Review collected logs and metrics as needed, and publish or delete showtech logs to manage storage or share information with other stakeholders.

Crosswork Network Controller containers

To give users a single reference that explains what each container does at a basic level, helping them identify components quickly when collecting logs or investigating issues.


Attention

This topic includes information only for the containers that were available at the time of publication. It does not represent a complete list of all system containers.

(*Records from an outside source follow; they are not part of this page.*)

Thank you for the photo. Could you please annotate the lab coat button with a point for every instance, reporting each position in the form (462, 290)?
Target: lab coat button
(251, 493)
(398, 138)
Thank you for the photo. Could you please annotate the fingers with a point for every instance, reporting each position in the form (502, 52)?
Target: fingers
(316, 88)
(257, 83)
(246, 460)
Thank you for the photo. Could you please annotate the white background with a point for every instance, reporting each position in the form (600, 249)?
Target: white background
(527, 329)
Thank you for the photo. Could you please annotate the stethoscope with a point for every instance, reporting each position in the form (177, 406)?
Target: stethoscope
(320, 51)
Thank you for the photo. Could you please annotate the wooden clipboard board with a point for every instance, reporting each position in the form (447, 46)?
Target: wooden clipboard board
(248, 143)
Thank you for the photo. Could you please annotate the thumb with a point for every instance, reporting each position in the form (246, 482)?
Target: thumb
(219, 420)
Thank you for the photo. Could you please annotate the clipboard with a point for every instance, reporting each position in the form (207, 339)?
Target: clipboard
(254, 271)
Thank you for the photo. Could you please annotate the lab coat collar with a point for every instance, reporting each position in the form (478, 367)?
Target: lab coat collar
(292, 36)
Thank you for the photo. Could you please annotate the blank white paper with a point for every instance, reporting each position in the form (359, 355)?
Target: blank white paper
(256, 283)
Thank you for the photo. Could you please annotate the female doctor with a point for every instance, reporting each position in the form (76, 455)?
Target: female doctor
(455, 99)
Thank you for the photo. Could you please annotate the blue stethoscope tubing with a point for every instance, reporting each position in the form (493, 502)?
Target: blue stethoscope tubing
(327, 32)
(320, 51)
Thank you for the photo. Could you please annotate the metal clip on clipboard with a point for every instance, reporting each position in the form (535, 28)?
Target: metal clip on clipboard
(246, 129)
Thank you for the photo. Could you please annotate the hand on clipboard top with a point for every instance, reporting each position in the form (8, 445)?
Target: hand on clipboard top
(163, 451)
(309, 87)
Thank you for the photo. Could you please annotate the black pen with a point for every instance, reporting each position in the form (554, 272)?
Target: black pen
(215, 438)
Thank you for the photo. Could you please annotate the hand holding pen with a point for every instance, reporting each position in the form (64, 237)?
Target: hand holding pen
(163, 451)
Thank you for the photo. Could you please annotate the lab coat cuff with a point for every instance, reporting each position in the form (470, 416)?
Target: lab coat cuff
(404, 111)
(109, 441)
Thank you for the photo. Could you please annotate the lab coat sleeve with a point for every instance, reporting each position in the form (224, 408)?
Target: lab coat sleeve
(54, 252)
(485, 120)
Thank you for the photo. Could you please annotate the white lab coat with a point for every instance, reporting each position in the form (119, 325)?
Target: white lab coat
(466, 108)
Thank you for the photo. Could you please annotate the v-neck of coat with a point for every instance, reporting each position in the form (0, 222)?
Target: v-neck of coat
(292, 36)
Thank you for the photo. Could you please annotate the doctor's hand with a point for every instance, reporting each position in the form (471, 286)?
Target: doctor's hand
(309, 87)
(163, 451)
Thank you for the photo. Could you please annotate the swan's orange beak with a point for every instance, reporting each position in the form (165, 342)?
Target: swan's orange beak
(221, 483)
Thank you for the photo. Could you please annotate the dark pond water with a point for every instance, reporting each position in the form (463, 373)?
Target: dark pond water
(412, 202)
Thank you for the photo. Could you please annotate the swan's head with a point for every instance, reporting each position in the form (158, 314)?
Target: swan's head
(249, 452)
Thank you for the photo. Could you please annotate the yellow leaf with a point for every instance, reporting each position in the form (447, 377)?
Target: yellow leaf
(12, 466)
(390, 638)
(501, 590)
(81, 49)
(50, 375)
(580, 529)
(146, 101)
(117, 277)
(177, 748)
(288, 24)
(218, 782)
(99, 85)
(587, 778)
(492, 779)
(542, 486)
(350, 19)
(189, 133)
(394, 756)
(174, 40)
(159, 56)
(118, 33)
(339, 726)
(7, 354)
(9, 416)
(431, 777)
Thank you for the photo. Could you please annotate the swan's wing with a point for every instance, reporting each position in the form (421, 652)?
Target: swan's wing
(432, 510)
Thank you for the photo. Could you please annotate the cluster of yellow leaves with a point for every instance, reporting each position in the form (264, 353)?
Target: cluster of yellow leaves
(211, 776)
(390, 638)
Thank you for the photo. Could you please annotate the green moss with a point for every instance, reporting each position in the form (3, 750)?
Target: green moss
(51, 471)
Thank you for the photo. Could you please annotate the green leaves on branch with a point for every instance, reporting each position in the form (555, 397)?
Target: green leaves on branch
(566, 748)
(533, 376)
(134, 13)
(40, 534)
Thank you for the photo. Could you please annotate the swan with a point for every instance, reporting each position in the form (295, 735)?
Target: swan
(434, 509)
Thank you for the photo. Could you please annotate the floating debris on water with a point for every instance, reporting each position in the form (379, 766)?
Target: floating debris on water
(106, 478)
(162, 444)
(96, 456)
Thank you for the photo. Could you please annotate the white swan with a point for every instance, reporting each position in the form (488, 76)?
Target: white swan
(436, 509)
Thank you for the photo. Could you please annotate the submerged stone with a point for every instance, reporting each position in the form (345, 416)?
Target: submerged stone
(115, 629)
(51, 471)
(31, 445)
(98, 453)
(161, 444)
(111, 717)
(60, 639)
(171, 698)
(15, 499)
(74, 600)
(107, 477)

Table 3. Crosswork Network Controller containers

Container name

Container role

robot-ui

This container provides the user interface. In a clustered environment, multiple instances run for resiliency. It typically starts after the core services are up, ensuring that all required processes are available before users can log in.

robot-dlminvmgr

The device lifecycle manager (dlm) tracks devices as they are onboarded to Crosswork Network Controller and monitors their health through basic reach checks.

robot-kafka

Kafka is an open-source messaging system used by Crosswork Network Controller services to process large volumes of streaming data.

nats

The nats is a lightweight, open-source messaging system used by Crosswork Network Controller services.

robot-etcd

The etcd is an open source key value database used by services on Crosswork Network Controller.

descheduler

The descheduler runs on demand and is responsible for moving services to help balance container placement and optimize resource usage across the nodes.

robot-orch

The orchestrator manages infrastructure services, including application lifecycle operations, backup and restore, geo HA functions, node management, and cluster management.

docker-registry

This component is part of the Crosswork Network Controller application lifecycle and handles installing and uninstalling Crosswork Network Controller applications within the cluster, servicing Kubernetes requests for Docker images.

cw-sftp

This component provides an SFTP server for applications that need to download device-related files during the application lifecycle.

cw-ftp

This component provides an FTP server for applications that need to download device-related files during the application lifecycle.

cw-ipsec

This component encrypts pod-to-pod communication across nodes.